Step 3. The pdf is then imported to Bookends. If the pdf is a new one, the embedded metadata is automatically inserted in the reference (you just have to complete what is missing). If it doesn't complete anything, you can select the (incomplete) reference and hit (Refs>)Autocomplete Paper. Fill up the basic data (e.g. title) into the searching database (e.g. Google Books or Google Scholar) and most of the reference should be completed.


Step 4. You can also set the autocomplete to include renaming the file or not (I normally prefer to verify if all is okay and then do the renaming by shortcut (Refs>Global Changing... I set a shortcut for this via Mac System Preferences > Keyboard).
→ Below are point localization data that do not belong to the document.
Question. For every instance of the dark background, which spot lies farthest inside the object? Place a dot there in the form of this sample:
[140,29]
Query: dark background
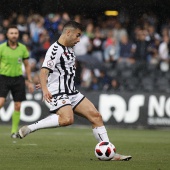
[91,8]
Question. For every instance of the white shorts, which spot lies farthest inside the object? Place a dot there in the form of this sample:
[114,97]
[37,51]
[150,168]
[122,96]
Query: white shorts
[59,101]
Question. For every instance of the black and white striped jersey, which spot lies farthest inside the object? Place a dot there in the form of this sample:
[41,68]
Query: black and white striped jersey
[60,60]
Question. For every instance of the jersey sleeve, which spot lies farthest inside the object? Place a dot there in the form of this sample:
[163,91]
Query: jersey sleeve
[25,53]
[51,58]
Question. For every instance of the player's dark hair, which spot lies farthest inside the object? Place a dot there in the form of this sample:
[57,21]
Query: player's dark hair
[74,25]
[12,26]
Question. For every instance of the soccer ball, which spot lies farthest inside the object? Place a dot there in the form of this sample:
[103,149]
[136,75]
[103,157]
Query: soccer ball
[105,151]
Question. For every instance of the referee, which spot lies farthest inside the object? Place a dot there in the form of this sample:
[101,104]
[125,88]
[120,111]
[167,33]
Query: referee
[12,55]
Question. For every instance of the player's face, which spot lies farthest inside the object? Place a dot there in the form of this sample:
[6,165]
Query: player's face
[13,35]
[74,37]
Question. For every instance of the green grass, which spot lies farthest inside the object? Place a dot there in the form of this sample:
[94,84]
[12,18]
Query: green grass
[72,148]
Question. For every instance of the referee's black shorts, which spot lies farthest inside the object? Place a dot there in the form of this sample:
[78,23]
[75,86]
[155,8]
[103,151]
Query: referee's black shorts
[15,85]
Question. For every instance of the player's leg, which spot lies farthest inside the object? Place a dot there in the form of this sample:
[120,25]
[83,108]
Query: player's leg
[15,119]
[2,101]
[18,91]
[86,109]
[64,116]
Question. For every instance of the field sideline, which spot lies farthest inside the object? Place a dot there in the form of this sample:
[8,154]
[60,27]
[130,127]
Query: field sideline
[72,148]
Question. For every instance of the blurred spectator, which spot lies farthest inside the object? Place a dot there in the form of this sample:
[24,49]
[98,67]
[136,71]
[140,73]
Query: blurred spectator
[141,49]
[22,25]
[119,31]
[127,50]
[51,24]
[111,48]
[164,53]
[26,40]
[36,24]
[97,45]
[89,30]
[153,56]
[2,38]
[152,34]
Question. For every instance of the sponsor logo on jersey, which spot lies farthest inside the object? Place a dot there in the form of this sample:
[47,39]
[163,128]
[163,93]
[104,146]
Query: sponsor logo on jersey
[63,101]
[50,63]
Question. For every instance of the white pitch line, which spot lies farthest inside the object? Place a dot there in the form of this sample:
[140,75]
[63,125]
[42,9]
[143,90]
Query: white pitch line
[31,144]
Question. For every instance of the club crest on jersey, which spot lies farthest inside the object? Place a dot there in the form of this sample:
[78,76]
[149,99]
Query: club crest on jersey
[63,101]
[19,60]
[50,63]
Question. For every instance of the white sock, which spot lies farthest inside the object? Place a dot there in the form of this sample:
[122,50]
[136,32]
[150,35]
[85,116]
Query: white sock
[100,134]
[48,122]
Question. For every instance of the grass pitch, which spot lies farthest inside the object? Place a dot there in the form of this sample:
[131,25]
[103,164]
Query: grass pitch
[72,148]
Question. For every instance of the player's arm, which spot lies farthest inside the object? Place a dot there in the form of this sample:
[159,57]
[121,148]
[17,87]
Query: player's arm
[29,81]
[44,72]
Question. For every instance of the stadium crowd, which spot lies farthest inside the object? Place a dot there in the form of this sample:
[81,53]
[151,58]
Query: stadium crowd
[114,53]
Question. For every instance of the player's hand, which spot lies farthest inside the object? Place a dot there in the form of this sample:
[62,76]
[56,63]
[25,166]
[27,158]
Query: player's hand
[30,87]
[38,86]
[47,96]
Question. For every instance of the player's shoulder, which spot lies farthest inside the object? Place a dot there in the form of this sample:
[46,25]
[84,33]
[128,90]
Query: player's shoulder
[21,45]
[4,44]
[56,47]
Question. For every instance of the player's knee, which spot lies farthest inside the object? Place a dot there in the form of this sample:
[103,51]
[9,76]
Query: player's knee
[66,121]
[96,117]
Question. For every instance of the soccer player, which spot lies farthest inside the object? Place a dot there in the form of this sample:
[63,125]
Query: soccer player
[57,82]
[12,55]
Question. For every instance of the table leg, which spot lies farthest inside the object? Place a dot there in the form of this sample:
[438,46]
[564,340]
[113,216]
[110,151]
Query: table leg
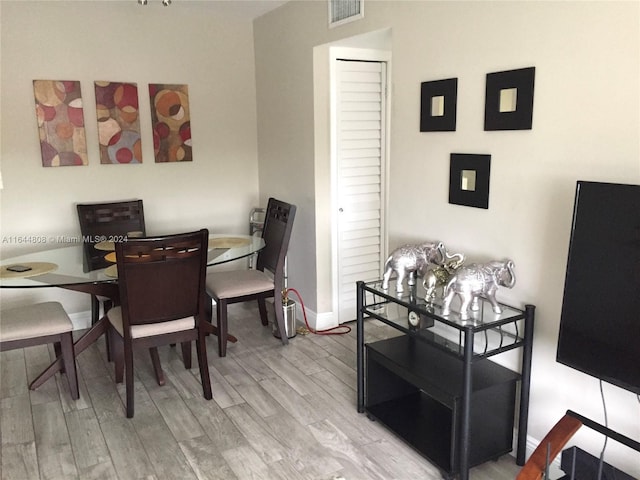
[211,328]
[89,337]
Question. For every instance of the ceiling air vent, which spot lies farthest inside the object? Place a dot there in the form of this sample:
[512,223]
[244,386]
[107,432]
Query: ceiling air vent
[344,11]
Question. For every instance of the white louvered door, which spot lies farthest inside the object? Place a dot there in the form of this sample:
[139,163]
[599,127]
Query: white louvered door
[360,119]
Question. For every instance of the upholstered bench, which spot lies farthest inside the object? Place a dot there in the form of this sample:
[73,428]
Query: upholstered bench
[40,324]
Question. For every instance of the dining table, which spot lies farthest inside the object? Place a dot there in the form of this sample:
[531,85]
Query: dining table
[63,267]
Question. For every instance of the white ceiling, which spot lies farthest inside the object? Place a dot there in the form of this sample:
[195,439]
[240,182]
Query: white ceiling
[246,9]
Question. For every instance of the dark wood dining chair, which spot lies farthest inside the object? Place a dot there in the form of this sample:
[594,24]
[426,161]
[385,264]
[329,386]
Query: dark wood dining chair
[40,324]
[162,302]
[267,280]
[106,220]
[549,448]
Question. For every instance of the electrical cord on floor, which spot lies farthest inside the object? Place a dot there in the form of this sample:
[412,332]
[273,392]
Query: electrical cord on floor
[606,424]
[339,330]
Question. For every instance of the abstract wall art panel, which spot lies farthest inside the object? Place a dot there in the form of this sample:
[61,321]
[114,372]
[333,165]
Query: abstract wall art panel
[118,122]
[60,122]
[171,122]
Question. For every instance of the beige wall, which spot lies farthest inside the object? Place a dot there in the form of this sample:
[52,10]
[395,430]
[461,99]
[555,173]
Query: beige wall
[186,43]
[586,125]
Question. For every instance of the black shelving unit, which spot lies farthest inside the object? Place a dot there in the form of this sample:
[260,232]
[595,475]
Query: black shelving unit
[434,385]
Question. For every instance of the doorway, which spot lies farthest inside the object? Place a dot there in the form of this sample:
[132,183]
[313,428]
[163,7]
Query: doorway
[359,157]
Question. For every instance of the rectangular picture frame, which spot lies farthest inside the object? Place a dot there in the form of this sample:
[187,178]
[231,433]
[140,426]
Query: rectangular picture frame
[438,105]
[469,179]
[509,100]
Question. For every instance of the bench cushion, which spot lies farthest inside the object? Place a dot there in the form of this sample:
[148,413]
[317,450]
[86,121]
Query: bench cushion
[32,321]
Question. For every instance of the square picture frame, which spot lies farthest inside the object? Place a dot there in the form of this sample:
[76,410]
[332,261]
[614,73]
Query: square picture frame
[509,100]
[438,105]
[469,179]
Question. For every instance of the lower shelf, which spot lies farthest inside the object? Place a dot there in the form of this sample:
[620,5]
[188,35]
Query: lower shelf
[415,390]
[422,422]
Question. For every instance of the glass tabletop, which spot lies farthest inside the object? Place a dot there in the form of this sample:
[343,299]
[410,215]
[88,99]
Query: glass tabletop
[64,266]
[395,306]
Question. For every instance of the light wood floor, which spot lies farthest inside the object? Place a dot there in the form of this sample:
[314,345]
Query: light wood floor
[277,413]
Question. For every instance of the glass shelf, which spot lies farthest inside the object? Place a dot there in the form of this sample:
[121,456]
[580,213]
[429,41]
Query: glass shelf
[493,332]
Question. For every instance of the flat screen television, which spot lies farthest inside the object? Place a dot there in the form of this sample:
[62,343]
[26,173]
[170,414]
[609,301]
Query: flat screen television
[600,320]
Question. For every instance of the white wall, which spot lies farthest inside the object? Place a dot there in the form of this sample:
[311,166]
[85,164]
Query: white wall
[586,125]
[186,43]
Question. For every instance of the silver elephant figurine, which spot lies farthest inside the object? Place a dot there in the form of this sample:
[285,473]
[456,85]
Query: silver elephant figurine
[410,261]
[438,276]
[478,280]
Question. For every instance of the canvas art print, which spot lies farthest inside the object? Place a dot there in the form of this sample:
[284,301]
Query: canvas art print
[118,122]
[60,122]
[171,121]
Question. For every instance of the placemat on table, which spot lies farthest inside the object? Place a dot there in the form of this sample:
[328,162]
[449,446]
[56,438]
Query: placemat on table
[111,271]
[228,242]
[37,268]
[107,246]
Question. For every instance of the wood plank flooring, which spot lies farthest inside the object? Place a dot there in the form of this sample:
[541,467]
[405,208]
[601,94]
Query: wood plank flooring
[281,413]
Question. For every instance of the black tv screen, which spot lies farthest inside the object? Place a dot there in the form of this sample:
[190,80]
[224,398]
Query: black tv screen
[600,321]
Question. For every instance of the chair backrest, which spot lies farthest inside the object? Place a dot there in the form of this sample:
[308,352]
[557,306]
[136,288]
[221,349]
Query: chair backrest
[162,278]
[105,220]
[276,233]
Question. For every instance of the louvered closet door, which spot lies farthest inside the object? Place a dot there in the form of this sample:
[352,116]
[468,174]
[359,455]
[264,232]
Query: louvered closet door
[360,154]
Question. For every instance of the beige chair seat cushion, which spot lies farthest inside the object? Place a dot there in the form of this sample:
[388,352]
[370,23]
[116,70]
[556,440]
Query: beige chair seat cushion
[238,283]
[151,329]
[32,321]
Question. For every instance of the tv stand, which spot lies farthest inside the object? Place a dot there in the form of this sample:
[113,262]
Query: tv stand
[431,381]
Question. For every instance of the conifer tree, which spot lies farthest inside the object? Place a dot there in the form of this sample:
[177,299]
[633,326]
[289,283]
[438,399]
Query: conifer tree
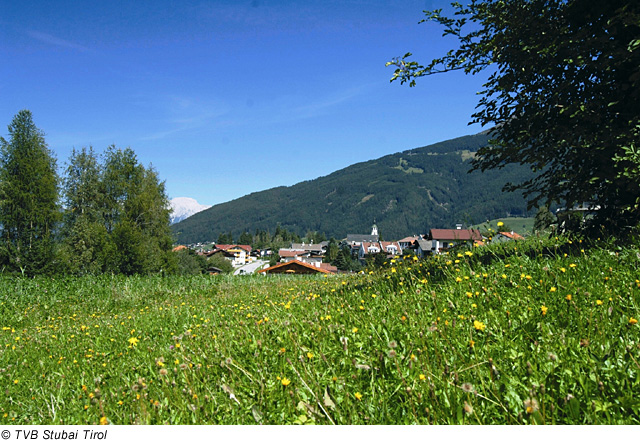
[28,198]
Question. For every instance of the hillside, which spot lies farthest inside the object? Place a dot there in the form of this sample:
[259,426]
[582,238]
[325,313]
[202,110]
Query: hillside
[406,193]
[184,207]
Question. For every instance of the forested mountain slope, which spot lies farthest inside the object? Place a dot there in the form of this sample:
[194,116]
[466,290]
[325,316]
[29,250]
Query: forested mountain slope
[406,193]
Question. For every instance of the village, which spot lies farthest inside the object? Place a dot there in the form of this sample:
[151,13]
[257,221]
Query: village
[311,258]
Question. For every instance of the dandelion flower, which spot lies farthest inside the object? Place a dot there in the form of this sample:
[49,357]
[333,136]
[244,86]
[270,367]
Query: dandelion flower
[478,325]
[531,405]
[467,387]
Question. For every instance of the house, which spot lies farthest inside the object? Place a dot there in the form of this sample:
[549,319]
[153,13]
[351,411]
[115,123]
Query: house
[389,248]
[423,247]
[506,236]
[295,267]
[237,254]
[408,242]
[309,257]
[446,238]
[317,248]
[354,241]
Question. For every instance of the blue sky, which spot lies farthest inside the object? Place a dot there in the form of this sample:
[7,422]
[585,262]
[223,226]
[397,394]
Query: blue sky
[225,98]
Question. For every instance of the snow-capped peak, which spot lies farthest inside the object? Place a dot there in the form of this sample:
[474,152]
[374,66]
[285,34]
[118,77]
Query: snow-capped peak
[183,207]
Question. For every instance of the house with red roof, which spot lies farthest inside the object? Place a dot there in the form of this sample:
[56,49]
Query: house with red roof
[442,239]
[297,267]
[237,254]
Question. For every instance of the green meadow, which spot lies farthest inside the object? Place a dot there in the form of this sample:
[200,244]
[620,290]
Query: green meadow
[537,332]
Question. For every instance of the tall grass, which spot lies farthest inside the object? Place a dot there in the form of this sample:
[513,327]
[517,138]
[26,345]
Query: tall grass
[542,331]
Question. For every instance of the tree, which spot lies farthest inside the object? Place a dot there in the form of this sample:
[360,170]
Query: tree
[564,97]
[136,215]
[28,198]
[544,219]
[84,232]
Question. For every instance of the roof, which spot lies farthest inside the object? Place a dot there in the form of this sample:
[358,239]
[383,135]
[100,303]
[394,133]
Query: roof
[359,238]
[455,234]
[294,267]
[317,247]
[512,235]
[291,252]
[425,245]
[226,247]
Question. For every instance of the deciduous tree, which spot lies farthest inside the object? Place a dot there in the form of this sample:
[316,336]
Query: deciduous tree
[563,96]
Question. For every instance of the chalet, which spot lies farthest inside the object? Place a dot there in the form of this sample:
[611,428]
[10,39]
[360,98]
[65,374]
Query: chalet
[317,248]
[506,236]
[354,241]
[387,247]
[423,247]
[237,254]
[408,242]
[287,255]
[298,268]
[446,238]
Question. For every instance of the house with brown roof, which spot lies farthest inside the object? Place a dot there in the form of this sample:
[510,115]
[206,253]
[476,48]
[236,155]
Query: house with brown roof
[387,247]
[309,257]
[298,268]
[447,238]
[237,254]
[506,236]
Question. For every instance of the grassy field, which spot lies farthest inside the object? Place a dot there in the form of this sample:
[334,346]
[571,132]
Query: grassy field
[539,332]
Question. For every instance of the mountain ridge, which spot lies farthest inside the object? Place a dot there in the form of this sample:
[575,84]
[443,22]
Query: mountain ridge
[406,193]
[184,207]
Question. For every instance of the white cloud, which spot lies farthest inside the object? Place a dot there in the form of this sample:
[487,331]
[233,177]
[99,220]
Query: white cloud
[55,41]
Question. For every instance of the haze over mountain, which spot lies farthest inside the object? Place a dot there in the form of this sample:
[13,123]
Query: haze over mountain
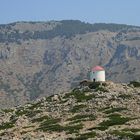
[43,58]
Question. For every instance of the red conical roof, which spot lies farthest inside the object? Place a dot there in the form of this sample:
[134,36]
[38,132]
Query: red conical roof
[97,68]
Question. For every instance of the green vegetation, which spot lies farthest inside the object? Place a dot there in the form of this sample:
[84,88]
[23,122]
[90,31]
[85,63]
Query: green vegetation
[134,83]
[6,125]
[51,124]
[23,111]
[131,129]
[115,119]
[85,136]
[112,110]
[101,128]
[34,106]
[79,95]
[101,89]
[40,119]
[7,110]
[123,134]
[77,108]
[125,96]
[79,118]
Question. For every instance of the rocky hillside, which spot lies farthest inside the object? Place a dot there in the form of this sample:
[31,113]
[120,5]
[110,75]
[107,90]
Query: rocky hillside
[44,58]
[102,111]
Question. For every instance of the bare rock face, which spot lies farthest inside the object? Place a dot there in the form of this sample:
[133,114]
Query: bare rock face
[44,58]
[109,111]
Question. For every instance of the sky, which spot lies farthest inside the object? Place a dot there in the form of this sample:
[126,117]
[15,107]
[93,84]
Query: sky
[92,11]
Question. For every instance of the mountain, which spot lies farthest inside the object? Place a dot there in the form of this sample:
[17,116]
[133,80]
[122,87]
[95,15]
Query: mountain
[45,58]
[105,111]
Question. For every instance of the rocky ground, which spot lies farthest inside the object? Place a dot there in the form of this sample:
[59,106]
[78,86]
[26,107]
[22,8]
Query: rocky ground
[102,111]
[38,59]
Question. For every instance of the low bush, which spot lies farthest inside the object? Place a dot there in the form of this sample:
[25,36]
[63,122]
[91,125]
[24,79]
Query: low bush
[134,83]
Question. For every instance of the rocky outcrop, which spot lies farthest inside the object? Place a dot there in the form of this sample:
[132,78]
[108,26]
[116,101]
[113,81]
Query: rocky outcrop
[107,111]
[44,58]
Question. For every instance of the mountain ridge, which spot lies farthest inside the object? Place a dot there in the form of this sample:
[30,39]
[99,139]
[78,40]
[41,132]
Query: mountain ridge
[41,59]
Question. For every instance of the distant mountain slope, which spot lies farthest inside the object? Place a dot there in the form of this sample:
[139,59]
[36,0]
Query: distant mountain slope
[43,58]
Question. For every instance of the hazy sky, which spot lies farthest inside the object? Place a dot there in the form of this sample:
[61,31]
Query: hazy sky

Step 5. To speed things a bit more, I also make full usage of the Mac toolbar (with BetterTouchTool). In it I have a few touch shortcuts (see image below): the orange one are to copy citation, formatted and hyperlink, and a merged version of formatted and hyperlink (that I set with Keyboard Maestro and I use it to connect the Bookends reference to my DEVONthink Zettelkasten's database); the red ones are for quick add reference, rename and autocomplete. Another way is to set a Keyboard Palette with these more common actions.


The system is not perfect, but I now find it super fluid and relatively fast. Maybe you can adapt something like this for you.

Re: Bookends' import workflow seems to pale in comparison to Zotero

Posted: Thu Jun 11, 2020 11:42 am
by ryanjamurphy
Thanks, @mjvalente, this is insightful.

Believe it or not, I've been using both Zotero and Bookends these days. My approach is...
Search phase
While searching for materials for a given need:
- Find an article
- Use the Save to Zotero Safari Extension to clip any scholarly reference into Zotero
- Repeat

Then, once I'm finished a "search" phase:
Export to Bookends
In Zotero:
- Select all newly added items in Zotero
- Context menu → Export Items
- RIS Format, save Notes and Files checked
- Save to Desktop
In Bookends:
- File → Import References → From File or Clipboard...
- Select the .RIS file exported from Zotero
In Zotero:
- Delete the references.

That's it. I do this for anywhere from one reference to dozens. It may not be faster for one PDF in which the metadata is readily available in Bookends, but in the general case, it does seem to be an easier and faster workflow. As a bonus it reduces cognitive load, as I'm only ever doing one procedure to save scholarly references.

This is sad, I realize, as it's wonky. Again, I hope Bookends can get faster on the import front in future releases. Zotero is positively blazing in contrast!

Re: Bookends' import workflow seems to pale in comparison to Zotero

Posted: Sat Jun 13, 2020 3:29 am
by iandol
This seems to depend on your field. At least for the biomediacal sciences, almost all potential references will have a DOI or pubmed ID, and in this case there is no advantage to Zotero AFAICT? Personally I search in my browser, then simply select the PMID or DOI and quick add (in my case triggered via Alfred). Bookends Quick add uses pubmed and crossref as a backup and will find anything that has been registered. Apart from auto-selecting the text, what else can be optimised?

Re: Bookends' import workflow seems to pale in comparison to Zotero

Posted: Sat Jun 13, 2020 9:46 am
by ryanjamurphy
I could see it being field-dependent. I am fairly transdisciplinary, with information systems/management science being the most popular arena of my work. Not only do papers sometimes fail in Bookends's autocomplete, but I also cite non-scholarly references often.

I will check out the Alfred workflow, though, thanks!